Imaging across scales of magnification
Multimodal imaging can be used for targeting tiny features in large samples by imaging the samples with devices of increasing resolution. Accordingly, are electron microscopes often the last method used. Low-resolution images prepared with other devices can be imported into the controlling software of ELMILAB instruments and be directly used for navigating to sample regions of interest. Approximate overlay images can be created while imaging. The computation of precise overlays is conducted later with suitable software tools.
Combining data of different quality
By correlating data of different modalities like fluorescence microscopy, x-ray tomography, electron microscopy, and others, very information-rich data sets can be generated and provide insights that could not be obtained by separate analyses of the data. Precise image registration in 2D and 3D is mandatory and requires that enough corresponding features and be identified in the different datasets. The main challenge often is to prepare the samples in a manner that is compatible with the different imaging approaches that shall be combined.

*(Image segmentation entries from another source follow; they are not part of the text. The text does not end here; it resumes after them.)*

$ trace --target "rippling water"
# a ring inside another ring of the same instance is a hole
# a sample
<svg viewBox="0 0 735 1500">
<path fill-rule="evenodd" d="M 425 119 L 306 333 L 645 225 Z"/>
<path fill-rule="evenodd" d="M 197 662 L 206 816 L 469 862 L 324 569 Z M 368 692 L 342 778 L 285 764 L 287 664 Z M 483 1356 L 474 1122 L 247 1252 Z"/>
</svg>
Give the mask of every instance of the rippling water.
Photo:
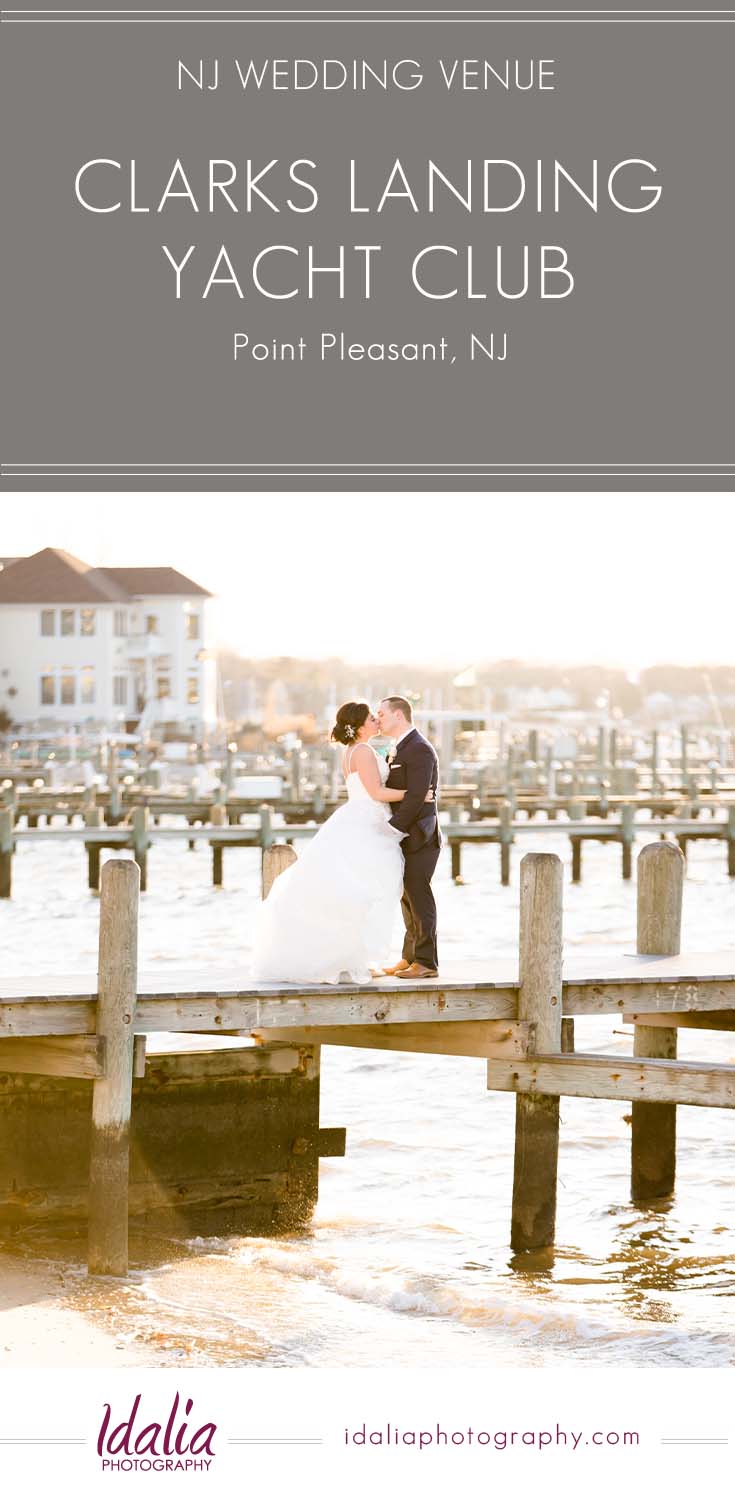
<svg viewBox="0 0 735 1500">
<path fill-rule="evenodd" d="M 572 886 L 567 840 L 546 836 L 538 848 L 566 864 L 566 954 L 632 952 L 636 892 L 621 880 L 620 850 L 585 844 L 584 884 Z M 442 855 L 446 962 L 514 952 L 518 858 L 516 848 L 502 890 L 496 849 L 465 848 L 464 886 Z M 14 902 L 0 912 L 8 974 L 94 968 L 99 908 L 82 864 L 78 844 L 20 844 Z M 212 890 L 204 846 L 153 849 L 141 968 L 244 968 L 255 852 L 228 850 L 225 880 Z M 726 948 L 734 930 L 724 848 L 690 846 L 682 948 Z M 578 1020 L 576 1041 L 626 1053 L 632 1030 Z M 735 1034 L 681 1032 L 680 1056 L 735 1062 Z M 166 1362 L 732 1364 L 735 1116 L 678 1110 L 676 1194 L 642 1210 L 628 1197 L 627 1113 L 562 1101 L 556 1248 L 513 1257 L 514 1101 L 486 1092 L 483 1062 L 324 1048 L 321 1118 L 346 1125 L 348 1152 L 321 1166 L 312 1228 L 273 1240 L 142 1239 L 124 1287 L 87 1282 L 72 1254 L 75 1305 Z"/>
</svg>

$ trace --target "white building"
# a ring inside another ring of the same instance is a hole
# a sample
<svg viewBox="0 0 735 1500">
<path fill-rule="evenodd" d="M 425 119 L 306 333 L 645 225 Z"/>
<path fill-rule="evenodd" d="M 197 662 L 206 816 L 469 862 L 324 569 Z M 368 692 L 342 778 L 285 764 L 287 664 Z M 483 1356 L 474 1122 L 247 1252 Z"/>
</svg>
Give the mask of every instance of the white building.
<svg viewBox="0 0 735 1500">
<path fill-rule="evenodd" d="M 15 723 L 214 724 L 206 588 L 57 548 L 0 562 L 0 706 Z"/>
</svg>

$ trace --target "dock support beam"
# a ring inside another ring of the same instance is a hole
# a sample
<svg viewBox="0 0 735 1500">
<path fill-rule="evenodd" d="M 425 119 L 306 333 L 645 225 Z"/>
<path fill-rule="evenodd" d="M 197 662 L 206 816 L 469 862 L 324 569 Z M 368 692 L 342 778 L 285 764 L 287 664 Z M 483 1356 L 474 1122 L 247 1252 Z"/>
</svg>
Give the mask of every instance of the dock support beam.
<svg viewBox="0 0 735 1500">
<path fill-rule="evenodd" d="M 510 885 L 510 846 L 513 843 L 513 802 L 506 801 L 498 808 L 500 822 L 500 884 Z"/>
<path fill-rule="evenodd" d="M 9 900 L 12 892 L 14 862 L 14 810 L 0 807 L 0 898 Z"/>
<path fill-rule="evenodd" d="M 84 813 L 86 828 L 102 828 L 102 812 L 99 807 L 88 807 Z M 88 843 L 87 846 L 87 885 L 90 891 L 99 891 L 99 861 L 102 855 L 102 846 L 98 843 Z"/>
<path fill-rule="evenodd" d="M 681 951 L 684 855 L 674 843 L 652 843 L 638 858 L 638 952 Z M 636 1058 L 676 1058 L 676 1029 L 636 1026 Z M 676 1106 L 633 1102 L 630 1191 L 634 1200 L 674 1192 Z"/>
<path fill-rule="evenodd" d="M 92 1094 L 87 1266 L 93 1276 L 124 1276 L 140 868 L 134 860 L 108 860 L 100 884 L 98 1036 L 105 1040 L 105 1077 L 94 1080 Z"/>
<path fill-rule="evenodd" d="M 284 870 L 288 870 L 288 866 L 292 864 L 296 858 L 297 855 L 292 844 L 268 844 L 267 849 L 262 850 L 262 900 L 266 900 L 273 880 L 276 880 Z"/>
<path fill-rule="evenodd" d="M 536 1052 L 561 1052 L 561 886 L 555 854 L 520 861 L 520 988 L 518 1018 L 536 1026 Z M 513 1250 L 554 1244 L 560 1101 L 548 1094 L 516 1096 Z"/>
<path fill-rule="evenodd" d="M 141 872 L 141 891 L 148 888 L 148 822 L 150 814 L 147 807 L 134 807 L 130 824 L 132 824 L 132 852 L 134 860 Z"/>
</svg>

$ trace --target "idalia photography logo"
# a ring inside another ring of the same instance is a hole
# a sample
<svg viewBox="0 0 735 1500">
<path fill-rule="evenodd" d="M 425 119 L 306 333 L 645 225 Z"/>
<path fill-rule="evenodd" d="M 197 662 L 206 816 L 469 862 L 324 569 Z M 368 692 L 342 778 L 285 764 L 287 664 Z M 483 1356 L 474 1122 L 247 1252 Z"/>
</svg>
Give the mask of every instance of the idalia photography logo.
<svg viewBox="0 0 735 1500">
<path fill-rule="evenodd" d="M 141 1410 L 142 1395 L 138 1394 L 130 1412 L 120 1422 L 118 1413 L 112 1414 L 111 1404 L 105 1402 L 98 1436 L 102 1470 L 108 1473 L 208 1470 L 214 1458 L 216 1422 L 195 1426 L 195 1420 L 189 1420 L 194 1401 L 188 1398 L 182 1408 L 180 1401 L 177 1390 L 168 1418 L 150 1420 L 152 1413 Z"/>
</svg>

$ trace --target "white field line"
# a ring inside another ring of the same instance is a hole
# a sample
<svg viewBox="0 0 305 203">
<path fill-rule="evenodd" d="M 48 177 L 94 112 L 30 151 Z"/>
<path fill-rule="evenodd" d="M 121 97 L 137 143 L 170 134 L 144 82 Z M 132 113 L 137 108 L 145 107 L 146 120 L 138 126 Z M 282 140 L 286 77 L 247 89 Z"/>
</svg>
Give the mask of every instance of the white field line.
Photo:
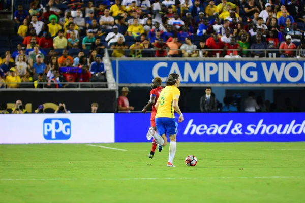
<svg viewBox="0 0 305 203">
<path fill-rule="evenodd" d="M 90 146 L 92 147 L 101 147 L 102 148 L 105 148 L 105 149 L 113 149 L 114 150 L 119 150 L 119 151 L 127 151 L 126 149 L 118 149 L 118 148 L 113 148 L 112 147 L 105 147 L 105 146 L 103 146 L 102 145 L 92 145 L 91 144 L 87 144 L 87 145 L 88 146 Z"/>
<path fill-rule="evenodd" d="M 191 179 L 287 179 L 304 178 L 304 176 L 253 176 L 253 177 L 173 177 L 173 178 L 0 178 L 0 181 L 129 181 L 145 180 L 191 180 Z"/>
</svg>

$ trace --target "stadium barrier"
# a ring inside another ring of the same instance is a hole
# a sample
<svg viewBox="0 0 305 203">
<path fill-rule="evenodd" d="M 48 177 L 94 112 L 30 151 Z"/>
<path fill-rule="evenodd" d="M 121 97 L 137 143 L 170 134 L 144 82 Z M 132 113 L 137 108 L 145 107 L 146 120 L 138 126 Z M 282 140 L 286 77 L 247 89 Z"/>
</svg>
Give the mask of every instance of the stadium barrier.
<svg viewBox="0 0 305 203">
<path fill-rule="evenodd" d="M 62 91 L 59 91 L 60 90 Z M 33 113 L 43 104 L 46 113 L 53 113 L 59 103 L 65 103 L 71 112 L 89 113 L 91 104 L 99 104 L 98 112 L 113 113 L 116 111 L 116 90 L 107 89 L 7 89 L 0 91 L 0 103 L 7 103 L 8 109 L 15 107 L 17 100 L 21 100 L 23 108 Z M 47 90 L 47 91 L 46 91 Z"/>
<path fill-rule="evenodd" d="M 305 113 L 185 113 L 178 142 L 305 141 Z M 0 144 L 149 142 L 150 114 L 0 114 Z M 177 121 L 176 115 L 175 120 Z"/>
</svg>

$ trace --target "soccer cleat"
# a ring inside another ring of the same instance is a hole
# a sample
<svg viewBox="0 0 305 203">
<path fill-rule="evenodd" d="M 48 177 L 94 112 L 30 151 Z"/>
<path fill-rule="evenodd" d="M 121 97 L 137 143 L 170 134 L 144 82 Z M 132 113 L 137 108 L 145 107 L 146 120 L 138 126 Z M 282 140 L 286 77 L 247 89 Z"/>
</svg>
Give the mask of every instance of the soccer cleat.
<svg viewBox="0 0 305 203">
<path fill-rule="evenodd" d="M 163 147 L 162 145 L 158 145 L 158 149 L 159 151 L 159 152 L 161 152 L 162 151 L 162 149 L 163 149 Z"/>
<path fill-rule="evenodd" d="M 167 165 L 166 165 L 166 167 L 175 167 L 175 166 L 172 164 L 172 163 L 170 163 L 170 162 L 167 162 Z"/>
<path fill-rule="evenodd" d="M 152 135 L 155 132 L 155 130 L 154 130 L 154 128 L 151 127 L 149 127 L 149 129 L 148 129 L 148 132 L 146 134 L 146 138 L 147 140 L 151 140 L 151 138 L 152 137 Z"/>
</svg>

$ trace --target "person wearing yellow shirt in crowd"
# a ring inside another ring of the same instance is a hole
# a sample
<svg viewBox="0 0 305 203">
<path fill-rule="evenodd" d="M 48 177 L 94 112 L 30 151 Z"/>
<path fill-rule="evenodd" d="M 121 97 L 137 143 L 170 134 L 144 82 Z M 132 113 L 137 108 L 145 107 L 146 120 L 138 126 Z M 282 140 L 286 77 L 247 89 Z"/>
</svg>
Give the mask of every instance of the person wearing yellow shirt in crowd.
<svg viewBox="0 0 305 203">
<path fill-rule="evenodd" d="M 286 7 L 285 6 L 285 5 L 282 5 L 281 6 L 281 11 L 278 11 L 278 12 L 277 12 L 277 18 L 279 19 L 280 18 L 280 17 L 282 16 L 283 16 L 283 13 L 282 13 L 283 12 L 283 11 L 286 11 Z M 287 15 L 289 15 L 290 14 L 289 14 L 289 12 L 288 12 L 288 11 L 287 11 Z"/>
<path fill-rule="evenodd" d="M 64 29 L 65 29 L 65 33 L 66 33 L 66 32 L 67 32 L 67 30 L 69 29 L 69 28 L 68 26 L 68 25 L 70 22 L 73 22 L 73 17 L 69 17 L 69 19 L 68 20 L 67 22 L 66 22 L 65 23 L 65 25 L 64 25 Z M 79 27 L 78 27 L 78 26 L 76 24 L 74 24 L 74 30 L 79 31 Z"/>
<path fill-rule="evenodd" d="M 28 23 L 28 20 L 27 18 L 23 20 L 23 24 L 20 25 L 18 29 L 18 32 L 17 33 L 19 36 L 24 38 L 26 36 L 26 32 L 27 32 L 27 24 Z"/>
<path fill-rule="evenodd" d="M 219 13 L 218 8 L 215 5 L 214 0 L 210 0 L 208 5 L 205 7 L 205 15 L 208 17 L 212 16 L 215 12 Z"/>
<path fill-rule="evenodd" d="M 227 0 L 222 0 L 222 3 L 217 5 L 219 13 L 220 14 L 224 11 L 228 11 L 227 7 L 228 5 L 231 5 L 232 6 L 232 9 L 236 9 L 236 13 L 237 14 L 239 13 L 239 7 L 232 2 L 227 2 Z"/>
<path fill-rule="evenodd" d="M 49 20 L 51 22 L 51 23 L 48 24 L 49 32 L 52 37 L 55 37 L 58 31 L 62 29 L 62 26 L 57 23 L 58 18 L 55 15 L 51 15 L 49 18 Z"/>
<path fill-rule="evenodd" d="M 115 17 L 118 15 L 119 12 L 119 8 L 118 8 L 118 5 L 120 4 L 120 2 L 119 0 L 115 0 L 115 4 L 113 5 L 110 7 L 110 15 L 112 16 L 113 17 Z"/>
<path fill-rule="evenodd" d="M 19 87 L 20 83 L 21 82 L 21 79 L 19 76 L 16 74 L 16 69 L 11 67 L 10 69 L 10 75 L 7 76 L 5 78 L 5 82 L 8 87 L 11 88 L 16 88 Z"/>
<path fill-rule="evenodd" d="M 127 32 L 130 36 L 137 37 L 144 33 L 144 30 L 143 26 L 139 24 L 139 20 L 135 18 L 133 20 L 133 24 L 128 27 Z"/>
<path fill-rule="evenodd" d="M 24 109 L 24 107 L 22 105 L 22 101 L 21 100 L 17 100 L 15 103 L 15 107 L 12 108 L 12 114 L 26 114 L 27 111 Z"/>
<path fill-rule="evenodd" d="M 225 20 L 226 18 L 227 18 L 227 17 L 230 17 L 230 14 L 231 13 L 235 13 L 235 17 L 236 17 L 236 18 L 238 18 L 239 17 L 239 15 L 238 14 L 237 14 L 235 11 L 234 11 L 232 9 L 232 6 L 231 6 L 229 4 L 228 4 L 228 5 L 227 5 L 227 8 L 228 9 L 228 11 L 223 12 L 219 15 L 219 17 L 220 18 L 221 18 L 223 20 Z"/>
</svg>

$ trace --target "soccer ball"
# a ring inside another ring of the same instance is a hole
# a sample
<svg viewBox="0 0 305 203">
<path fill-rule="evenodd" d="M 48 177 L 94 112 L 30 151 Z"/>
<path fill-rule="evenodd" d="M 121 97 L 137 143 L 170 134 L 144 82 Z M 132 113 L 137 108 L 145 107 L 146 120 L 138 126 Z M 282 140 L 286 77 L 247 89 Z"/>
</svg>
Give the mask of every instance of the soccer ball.
<svg viewBox="0 0 305 203">
<path fill-rule="evenodd" d="M 195 156 L 190 155 L 186 158 L 186 164 L 188 166 L 195 166 L 197 164 L 197 158 Z"/>
</svg>

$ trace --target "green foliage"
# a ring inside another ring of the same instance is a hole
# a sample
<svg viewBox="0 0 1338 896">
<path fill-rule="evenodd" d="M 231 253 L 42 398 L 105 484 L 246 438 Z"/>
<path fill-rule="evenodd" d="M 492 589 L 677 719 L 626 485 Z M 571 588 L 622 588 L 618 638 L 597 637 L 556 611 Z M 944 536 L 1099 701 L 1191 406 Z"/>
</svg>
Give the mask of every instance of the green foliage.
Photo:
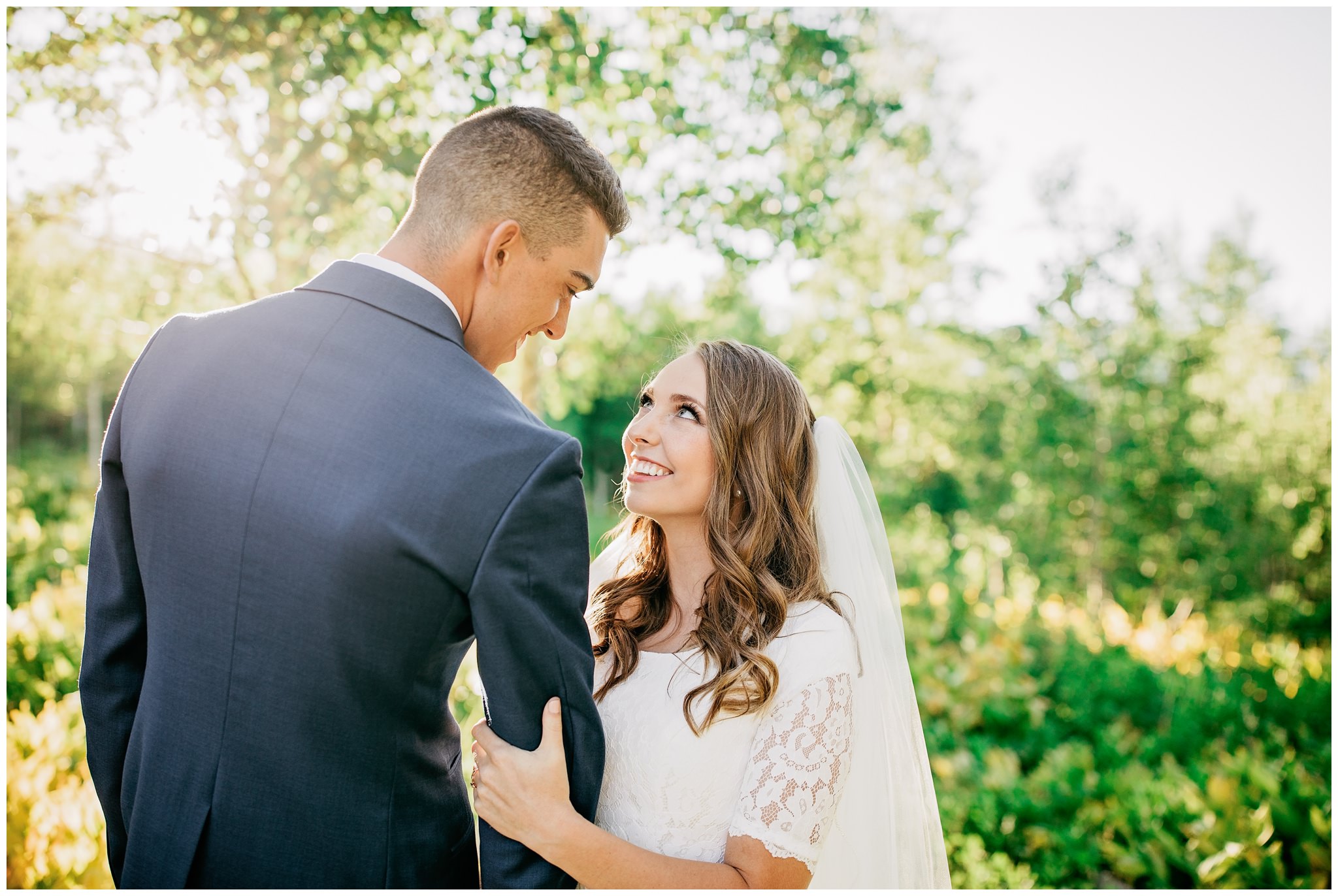
<svg viewBox="0 0 1338 896">
<path fill-rule="evenodd" d="M 990 606 L 935 586 L 903 604 L 943 829 L 973 857 L 954 861 L 958 887 L 1016 885 L 1014 864 L 1040 887 L 1326 885 L 1327 650 L 1288 697 L 1230 625 L 1180 671 L 1185 622 L 1161 638 L 1149 618 L 1135 655 L 1057 598 Z"/>
</svg>

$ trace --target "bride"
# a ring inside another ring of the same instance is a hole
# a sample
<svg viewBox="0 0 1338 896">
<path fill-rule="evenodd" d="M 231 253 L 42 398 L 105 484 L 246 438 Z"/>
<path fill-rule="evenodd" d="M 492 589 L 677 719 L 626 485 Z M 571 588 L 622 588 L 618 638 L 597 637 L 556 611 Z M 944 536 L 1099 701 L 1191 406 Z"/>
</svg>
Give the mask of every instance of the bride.
<svg viewBox="0 0 1338 896">
<path fill-rule="evenodd" d="M 475 808 L 586 888 L 947 888 L 887 536 L 789 369 L 701 342 L 642 390 L 628 516 L 591 566 L 594 824 L 561 713 L 475 736 Z"/>
</svg>

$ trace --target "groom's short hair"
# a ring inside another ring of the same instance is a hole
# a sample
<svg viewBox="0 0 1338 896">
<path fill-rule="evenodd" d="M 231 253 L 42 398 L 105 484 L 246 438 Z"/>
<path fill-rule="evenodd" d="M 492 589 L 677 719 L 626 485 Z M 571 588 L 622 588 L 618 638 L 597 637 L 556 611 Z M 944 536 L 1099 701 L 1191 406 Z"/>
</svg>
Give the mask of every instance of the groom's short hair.
<svg viewBox="0 0 1338 896">
<path fill-rule="evenodd" d="M 413 181 L 404 229 L 436 255 L 479 225 L 514 219 L 539 257 L 585 235 L 585 210 L 613 237 L 630 217 L 609 159 L 561 115 L 531 106 L 476 112 L 436 142 Z"/>
</svg>

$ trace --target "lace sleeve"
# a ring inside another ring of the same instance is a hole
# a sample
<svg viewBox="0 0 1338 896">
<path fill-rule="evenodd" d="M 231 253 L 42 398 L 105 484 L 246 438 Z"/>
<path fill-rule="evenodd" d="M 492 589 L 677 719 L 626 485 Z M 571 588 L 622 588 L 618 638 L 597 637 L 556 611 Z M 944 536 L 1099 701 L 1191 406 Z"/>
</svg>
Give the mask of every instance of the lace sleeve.
<svg viewBox="0 0 1338 896">
<path fill-rule="evenodd" d="M 851 677 L 820 678 L 772 709 L 753 738 L 731 836 L 812 871 L 850 772 Z"/>
</svg>

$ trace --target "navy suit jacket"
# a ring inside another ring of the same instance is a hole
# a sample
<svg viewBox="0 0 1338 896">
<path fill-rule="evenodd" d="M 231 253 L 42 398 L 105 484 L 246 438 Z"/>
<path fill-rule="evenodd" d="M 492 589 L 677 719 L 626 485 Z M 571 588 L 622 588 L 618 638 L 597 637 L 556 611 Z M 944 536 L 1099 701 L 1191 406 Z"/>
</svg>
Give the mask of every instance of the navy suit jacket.
<svg viewBox="0 0 1338 896">
<path fill-rule="evenodd" d="M 603 733 L 581 448 L 439 298 L 334 262 L 159 329 L 102 456 L 79 685 L 122 887 L 571 887 L 480 825 L 451 682 L 491 725 L 562 698 L 571 801 Z"/>
</svg>

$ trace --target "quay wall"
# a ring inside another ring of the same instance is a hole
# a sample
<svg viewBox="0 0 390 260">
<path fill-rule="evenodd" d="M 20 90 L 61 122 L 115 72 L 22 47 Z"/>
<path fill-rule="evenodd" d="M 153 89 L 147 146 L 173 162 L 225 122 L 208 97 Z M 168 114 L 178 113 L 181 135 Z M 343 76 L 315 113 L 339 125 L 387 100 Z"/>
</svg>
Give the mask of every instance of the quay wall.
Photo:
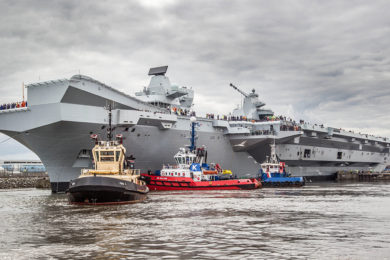
<svg viewBox="0 0 390 260">
<path fill-rule="evenodd" d="M 390 181 L 390 173 L 389 172 L 338 171 L 336 174 L 336 180 L 339 182 Z"/>
</svg>

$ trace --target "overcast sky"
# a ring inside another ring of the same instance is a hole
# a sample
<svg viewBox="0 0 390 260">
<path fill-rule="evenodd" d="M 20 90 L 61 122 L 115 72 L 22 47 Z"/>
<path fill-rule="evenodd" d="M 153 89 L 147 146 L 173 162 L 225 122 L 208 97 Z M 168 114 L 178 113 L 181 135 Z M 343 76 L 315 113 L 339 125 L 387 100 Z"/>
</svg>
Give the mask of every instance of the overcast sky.
<svg viewBox="0 0 390 260">
<path fill-rule="evenodd" d="M 390 1 L 124 2 L 0 1 L 0 102 L 79 72 L 133 94 L 169 65 L 198 114 L 232 111 L 232 82 L 276 114 L 390 137 Z M 34 158 L 5 140 L 0 159 Z"/>
</svg>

Applications in life sciences
Correlative light and electron microscopy (CLEM) is the most frequently used flavor of multimodal imaging in life sciences and allows for studying the ultrastructural context of molecular biological experiments. Fluorescent signals of markers like antibodies, dyes, tagged reporter constructs, or nanoparticles can be directly visualized on high-resolution images taken in the electron microscope. A straightforward approach implemented at ELMILAB is to prepare ultrathin sections which are mounted on silicon wafers or coated cover slipes first with light and then with scanning electron microscopy. This is possible in 2D on single sections or 3D by imaging serial sections. The only prerequisite is to carefully optimize fixation, sample dehydration, and embedding so that both the molecular markers and the ultrastructural features are retained and accessible for relevant stains. The microwave-assisted sample preparation available at ELMILAB allows for fast and efficient protocol adjustments. The Zeiss Gemini 450 microscope is best suited for correlative imaging.